Então, quais os pecadilhos aparatosos de Pimenta, que estaria ao alcance de um só único figurino neutralizar, com seu efeito intrépido, cromático que fosse? Pois que temos uma entrada em cena à italiana, com o actor surgindo de atmosfera brumosa ao som de Carl Maria von Weber, denunciando, logo no introitus, um romantismo de pacotilha. Pois que temos a pompa desse monólito ultra-minimalista, elefante-branco caído no centro geométrico do palco, que um Odisseus do Espaço não desdenharia enfrentar, e que acaba por ser pau para toda a colher semiótica: cabana, mansão, castro, janelão, écran, devorando a cena e tornando o actor num duende, o que para ambiente romântico, quase gótico, não está mal. Já para uma noite passada na companhia de um Camareiro, talvez não seja o mais acolhedor.

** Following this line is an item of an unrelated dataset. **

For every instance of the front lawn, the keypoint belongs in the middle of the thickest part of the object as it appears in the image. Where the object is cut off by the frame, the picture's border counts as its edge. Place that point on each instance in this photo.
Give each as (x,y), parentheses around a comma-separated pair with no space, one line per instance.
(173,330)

Pois que a seguir à citação para-dramática de uma carta de Kleist, momento comovente e altíssimo desta recriação de O Duelo, carta em que o autor revela o traço que mais o movia na obra de arte — os vestígios que nela qualquer autor deixa sobre si mesmo —, o director cénico faz acender, em retro-palco, as luzes dos camarotes na sala do auditório, talvez como que iluminando as estrelas e o cosmos [ad astra], sem se ter apercebido que o efeito que a arquitectura do Grande Auditório do CCB desencadeia é o mesmo de um lobby num qualquer 'Hotel Confidence' em Estocolmo ou Kuala Lumpur.

E, pois, ainda que para terminar, é-nos oferecida uma sequência de toque effrayant, totalmente para épater les bourgeois, em que uma exausta peça pianística de Schumann é vulgarizada, com o actor a desenhar gesticulações de metrónomo patéticas, de semblante carregado como quem acabou por não entender nada. Sorte que logo acaba por sair por onde entrou. Só que Kleist ficou pelo espaço, a pairar. E no fim, não se fez justiça. Não é Kubrick quem quer.